Ciri yang kedua dari penalaran adalah sifat analitik dari proses berpikirnya. Penalaran merupakan

suatu kegiatan berpikir yang menyandarkan diri kepada suatu analisis dan kerangka berpikir yang

dipergunakan untuk analisis tersebut adalah logika penalaran yang bersangkutan. Artinya penalaran

ilmiah merupakan suatu kegiatan analisis yang mempergunakan logika ilmiah, dan demikian juga

penalaran lainnya yang mempergunakan logikanya tersendiri pula. Sifat analitik ini, kalau kita kaji

lebih jauh, merupakan konsekuensi dari adanya suatu pola berpikir tertentu. Tanpa adanya pola

berpikir tersebut maka tidak akan ada kegiatan analisis, sebab analisis pada hakikatnya merupakan

suatu kegiatan berpikir berdasarkan langkah-langkah tertentu.

Seperti kita sebutkan terdahulu tidak semua kegiatan berpikir mendasarkan diri pada penalaran.
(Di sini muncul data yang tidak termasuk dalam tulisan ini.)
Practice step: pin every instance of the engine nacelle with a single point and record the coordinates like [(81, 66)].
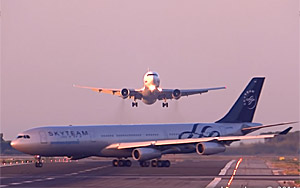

Berdasarkan kriteria penalaran tersebut di atas maka dapat kita katakan bahwa tidak semua kegiatan

berpikir bersifat logis dan analitis. Atau lebih jauh dapat kita simpulkan: cara berpikir yang tidak

termasuk ke dalam penalaran bersifat logis dan tidak analitik. Dengan demikian maka kita dapat

membedakan secara garis besar ciri-ciri berpikir menurut penalaran dan berpikir yang bukan

berdasarkan penalaran.

Perasaan merupakan suatu penarikan kesimpulan yang tidak berdasarkan penalaran. Kegiatan berpikir

juga ada yang tidak berdasarkan penalaran umpamanya intuisi. Intuisi merupakan suatu kegiatan

berpikir non-analitik yang tidak mendasarkan diri kepada suatu pola berpikir tertentu. Berpikir intuitif

ini memegang peranan yang penting dalam masyarakat yang berpikir non-analitik, yang kemudian

sering bergalau dengan perasaan. Jadi secara luas dapat kita katakan bahwa cara berpikir masyarakat

dapat dikategorikan kepada cara berpikir non-analitik yang berupa intuisi dan perasaan.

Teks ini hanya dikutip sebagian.